The nine-physician practice received recognition last summer as a Level 3 patient-centered medical home from the National Committee for Quality Assurance.
That means the CMOH meets the NCQA's nine standards—including electronic prescribing and physician ordering, care management, patient tracking and monitoring patient compliance—associated with high-value care.
The result: A steady decrease in the practice's chemotherapy patients being referred to the emergency department—from nearly 12% of patients in 2005 to 5% in 2009—and a significant decrease in hospital admissions. In 2009, overall hospital admissions fell by 16%, followed by a 10% reduction in 2010.
Those statistics make Sprandio's practice a test case for the concept of value-based healthcare: Are payers really willing to pay more for quality and efficiency?
So far, only one payer—a Medicaid HMO—has contracted with CMOH for the medical-home services the practice delivers. Unless more payers follow suit, the model is not financially sustainable, Sprandio says.
“If John Sprandio does not succeed in doing this, it is a terrible bellwether for what's going to happen in healthcare in the next few years because he's doing everything right, and he is doing everything” the ACA is calling for, says Alice Gosfield, a Philadelphia healthcare lawyer and former five-term chairman of the NCQA's board.
Sprandio attributes the drop in ED and hospital visits among CMOH patients in part to proactive patient management aided by the practice's administrative assistants, who have been trained as patient navigators to make sure appointments, tests and support services come off without a hitch.
“If a patient doesn't keep her MRI appointment on Monday and we don't get a result on Tuesday, our patient navigator is calling to say, ‘Mrs. Smith, you missed your MRI, and that needs to be rescheduled,' ” Sprandio says.
Patients are educated on how to monitor their health status and call the practice's phone triage line if they suspect a problem. Nurses use symptom management protocols to help most patients manage their symptoms at home. The number of same-day appointments nearly doubled during the first five years as oncologists trained patients to avoid the emergency department. (Sprandio says the number of unscheduled visits appears to be declining this year because the practice has improved its patient education about self-management.)
Perhaps most significant, however, is a standardized approach to managing the side effects of chemotherapy. Preventing dehydration and decreasing diarrhea reduces the number of patients who need emergency or inpatient care, while averting chemotherapy-induced nausea and vomiting decreases the inappropriate use of certain drugs.

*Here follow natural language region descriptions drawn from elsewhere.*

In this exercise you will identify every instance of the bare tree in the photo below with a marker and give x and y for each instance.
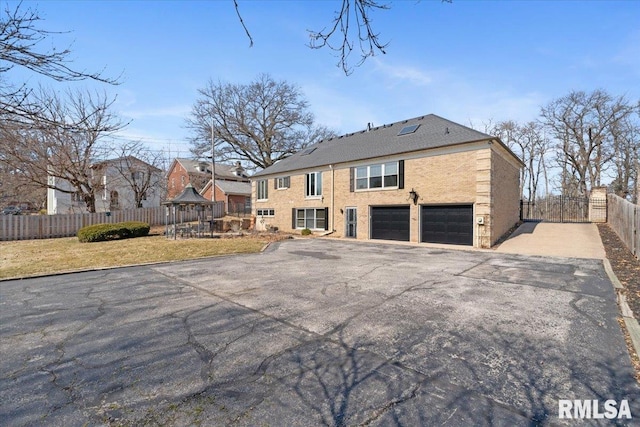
(259, 123)
(582, 123)
(626, 141)
(21, 45)
(60, 157)
(352, 28)
(529, 142)
(141, 170)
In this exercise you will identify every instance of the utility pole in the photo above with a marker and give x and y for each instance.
(213, 165)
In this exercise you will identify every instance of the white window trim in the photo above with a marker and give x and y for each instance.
(282, 179)
(271, 212)
(315, 219)
(369, 166)
(266, 189)
(318, 175)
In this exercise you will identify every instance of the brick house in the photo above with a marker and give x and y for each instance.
(232, 183)
(426, 179)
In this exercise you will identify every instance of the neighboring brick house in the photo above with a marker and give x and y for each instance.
(232, 183)
(425, 179)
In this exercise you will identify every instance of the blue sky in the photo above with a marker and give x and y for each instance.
(469, 61)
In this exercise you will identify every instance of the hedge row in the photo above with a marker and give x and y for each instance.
(120, 230)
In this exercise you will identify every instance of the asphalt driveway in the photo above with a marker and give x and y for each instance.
(314, 332)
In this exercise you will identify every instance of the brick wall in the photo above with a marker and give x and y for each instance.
(505, 194)
(445, 177)
(482, 174)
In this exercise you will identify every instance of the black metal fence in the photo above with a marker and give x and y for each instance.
(560, 209)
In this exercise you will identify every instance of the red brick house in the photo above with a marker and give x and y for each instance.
(232, 183)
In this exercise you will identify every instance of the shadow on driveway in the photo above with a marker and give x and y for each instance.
(314, 332)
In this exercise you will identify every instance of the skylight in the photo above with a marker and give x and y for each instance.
(408, 129)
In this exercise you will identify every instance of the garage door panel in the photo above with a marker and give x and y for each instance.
(390, 222)
(451, 224)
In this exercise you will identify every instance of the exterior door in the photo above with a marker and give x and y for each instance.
(351, 221)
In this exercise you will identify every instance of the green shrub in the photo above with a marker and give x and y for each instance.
(120, 230)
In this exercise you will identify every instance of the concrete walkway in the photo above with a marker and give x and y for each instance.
(553, 239)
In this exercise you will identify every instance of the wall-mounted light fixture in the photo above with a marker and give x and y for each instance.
(413, 196)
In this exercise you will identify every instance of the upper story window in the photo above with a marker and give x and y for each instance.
(384, 175)
(262, 190)
(137, 176)
(313, 184)
(283, 182)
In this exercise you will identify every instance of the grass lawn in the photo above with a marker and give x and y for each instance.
(26, 258)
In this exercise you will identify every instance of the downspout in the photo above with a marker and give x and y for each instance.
(331, 207)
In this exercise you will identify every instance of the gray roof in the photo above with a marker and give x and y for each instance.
(223, 170)
(234, 187)
(189, 196)
(433, 132)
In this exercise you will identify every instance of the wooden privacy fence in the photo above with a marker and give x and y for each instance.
(624, 219)
(26, 227)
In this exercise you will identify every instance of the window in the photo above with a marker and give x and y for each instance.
(313, 187)
(266, 212)
(313, 219)
(137, 176)
(377, 176)
(283, 182)
(262, 189)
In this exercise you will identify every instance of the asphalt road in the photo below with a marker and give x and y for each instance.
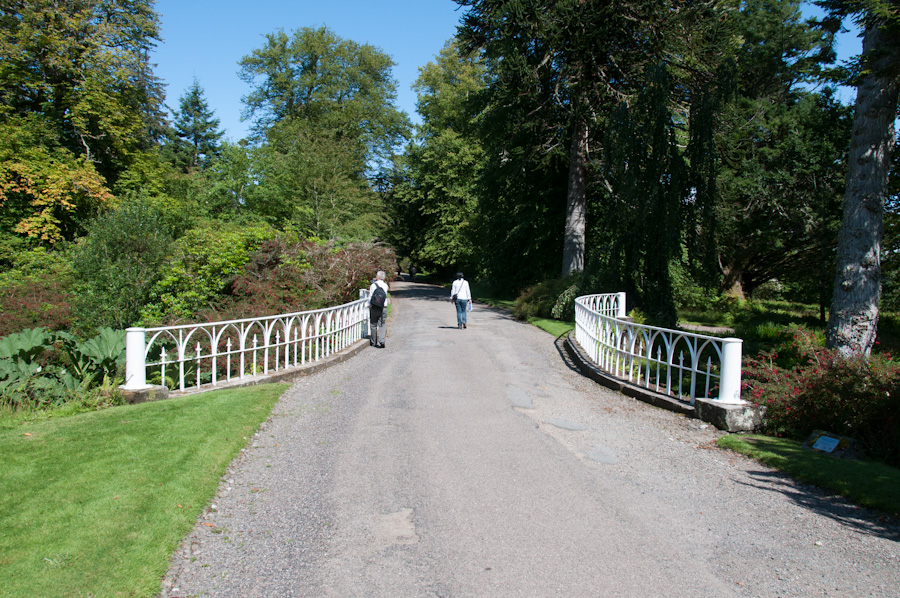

All this is possible, Sprandio says, because CMOH uses an enhanced electronic health-record system that allows the physicians to monitor their performance.
“Many of my colleagues say, ‘I'm pretty sure we do what you're doing,' ” he says. “And my response is, ‘Respectfully, I was pretty sure we were too, but we weren't. And you have no idea what you're doing until you start measuring. Only then can you go back and improve your processes of care and thus your performance.' ”
About 1,500 primary-care practices with more than 7,000 clinicians have been recognized as patient-centered medical homes by the NCQA. Sprandio's practice is one of “very few” specialty practices that have received the designation, Peggy Reineking, director of the NCQA's recognition programs, said in an e-mail interview.
And, in fact, the NCQA has no plans to recognize other specialty practices because its medical home program targets primary-care practices. But that doesn't mean the model does not translate to specialists.
About 20 oncologists and practice administrators gathered in Dallas in January to discuss how to follow Sprandio's lead. Ted Okon, executive director of Community Oncology Alliance, says the group hopes to develop a demonstration project that shows government and private payers how the medical home can work for specialists.
“We are focused on this because the idea of the medical home is built around the concept of enhancing the quality of the care to the cancer patient and the value of the care, not only to the patient but to the payer,” he says. “If payers can be shown how the cost of care is being reduced, they are going to be very receptive to that.”